The Athletics and Mariners sit squarely in the middle of the pack, with the vast majority of their baserunning value this season being contributed by baserunning advancements on ground-ball outs (EqGAR). To that end, Seattle and Oakland can respectively convey their thanks to Ichiro (+5.07 EqGAR; +9.3 EqBRR) and, curiously enough, Daric Barton (+3.21 EqGAR; +2.5 EqBRR), the latter of whom I have a difficult time explaining away. Residing in the divisional cellar (but still just outside the top 10 teams in baseball) are the Angels, who have procured +4.7 EqBRR from an unfairly quick Peter Bourjos this season, and may be positioned to reap much larger rewards over the next several years as Mike Trout and his 80-grade speed terrorize the division's catching corps.

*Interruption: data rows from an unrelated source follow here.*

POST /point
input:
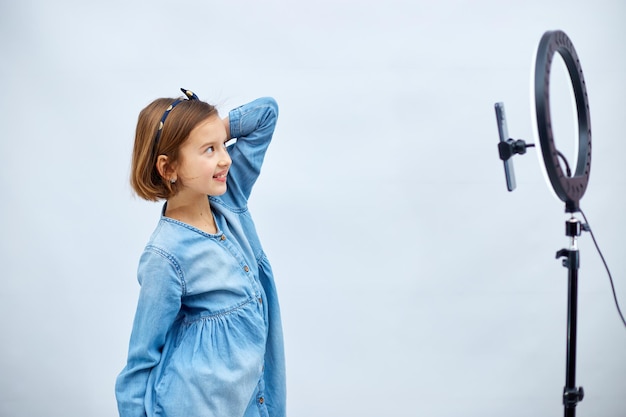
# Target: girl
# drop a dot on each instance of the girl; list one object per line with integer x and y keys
{"x": 207, "y": 337}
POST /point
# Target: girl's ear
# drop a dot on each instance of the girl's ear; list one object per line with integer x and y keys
{"x": 166, "y": 170}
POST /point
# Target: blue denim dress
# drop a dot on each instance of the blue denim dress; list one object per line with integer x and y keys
{"x": 207, "y": 337}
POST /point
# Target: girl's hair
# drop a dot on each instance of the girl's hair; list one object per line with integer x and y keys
{"x": 183, "y": 118}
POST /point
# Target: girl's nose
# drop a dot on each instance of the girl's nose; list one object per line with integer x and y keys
{"x": 224, "y": 159}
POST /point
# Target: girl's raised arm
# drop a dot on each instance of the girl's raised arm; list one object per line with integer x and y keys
{"x": 253, "y": 125}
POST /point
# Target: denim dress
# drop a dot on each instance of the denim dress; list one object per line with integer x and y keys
{"x": 207, "y": 337}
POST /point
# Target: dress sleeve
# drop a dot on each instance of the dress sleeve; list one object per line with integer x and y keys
{"x": 158, "y": 306}
{"x": 253, "y": 125}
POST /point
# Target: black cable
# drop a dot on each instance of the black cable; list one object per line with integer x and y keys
{"x": 588, "y": 229}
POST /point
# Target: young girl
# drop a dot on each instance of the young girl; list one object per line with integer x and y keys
{"x": 207, "y": 337}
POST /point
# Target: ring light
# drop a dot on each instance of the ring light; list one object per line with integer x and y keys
{"x": 569, "y": 189}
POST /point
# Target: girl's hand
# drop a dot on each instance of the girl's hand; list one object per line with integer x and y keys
{"x": 226, "y": 122}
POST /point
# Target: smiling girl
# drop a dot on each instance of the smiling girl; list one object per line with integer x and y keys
{"x": 207, "y": 337}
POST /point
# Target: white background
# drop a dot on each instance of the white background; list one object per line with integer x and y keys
{"x": 412, "y": 283}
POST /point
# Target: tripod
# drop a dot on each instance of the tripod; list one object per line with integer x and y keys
{"x": 571, "y": 394}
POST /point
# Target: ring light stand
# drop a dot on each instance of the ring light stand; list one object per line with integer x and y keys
{"x": 568, "y": 188}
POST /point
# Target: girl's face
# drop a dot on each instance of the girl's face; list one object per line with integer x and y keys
{"x": 203, "y": 160}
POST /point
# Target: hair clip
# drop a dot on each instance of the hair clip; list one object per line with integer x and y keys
{"x": 190, "y": 96}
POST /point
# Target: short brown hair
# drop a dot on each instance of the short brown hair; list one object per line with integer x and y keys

"So," you're thinking, "the Rangers have come up with a 5-6 run edge in terms of baserunning over the Angels this season… but what else do you have?" Here's the thing—the flip side of the baserunning coin is tricky, and until the next great advancement is made on the catcher defense frontier, it's will continue to be tricky. You can begin and end with a catcher's caught-stealing rate, and you can even expand that to include the effects of passed balls, errors, wild pitches and the like, but without a somewhat reliable and applicable framework for the game-calling and pitch-framing elements, I personally won’t feel too comfortable attempting to label a catcher's entire defensive skill set based only on the statistics presently available to us. 

I mention this because there are a couple of interesting things happening on this front in the AL West right now. First, you have the Rangers catchers' caught-stealing ratio leading the AL (36 percent), the Mariners (31 percent) and the Athletics (29 percent) hovering around league average, and the Angels (22 percent) almost dead last. Combine the Angels' deficits relative to the Rangers on both sides of the baserunning equation, and you have a slight problem. Caught somewhere near the middle of all of that is Mike Napoli, who has authored an insane .295/.395/.603, 18-homer campaign in just 263 plate appearances this season, and now ranks third in the league in caught-stealing percentage (8-for-19, or 42 percent) among all backstops with at least 300 innings logged behind the plate this year.

Upon Napoli's arrival to the Rangers from the Blue Jays (who had acquired him as part of their haul from the Vernon Wells contract dump), the talk was that he wasn't good at throwing would-be basestealers out during his stint with the Angels (confirmed as true), that he wasn't a good game-caller, and that neither the Angels' pitchers nor Mike Scioscia were especially great fans of his work. I can't speak to the ratio of actual truth to hearsay there, but Napoli did recently shed some light on his perception of life in Anaheim: "I always felt like I was looking over my shoulder to see if I was doing things right. I had ‘bad hands.' I was so worried about my setup and the mechanics all the time. I learned a lot. I learned a lot of what I do there, but playing there just wasn't much fun.''

 It's entirely possible that Napoli was a poor defensive catcher from an objective standpoint during his time with Anaheim, and that he has taken a meaningful step forward this season. It's also possible that the perception of Napoli's defense in Anaheim was harsher than it should have been, and, based on Napoli's comments, it certainly seems more than possible that the nature of his work environment was deleterious to the quality of his defense during his time with the Angels. Whatever the case, it can be said that the Mariners and Athletics are faring just fine where the baserunning game is concerned, that the Rangers are excelling, and that the Angels have some issues that could prove problematic in their attempts to rally back into the AL West's pole position.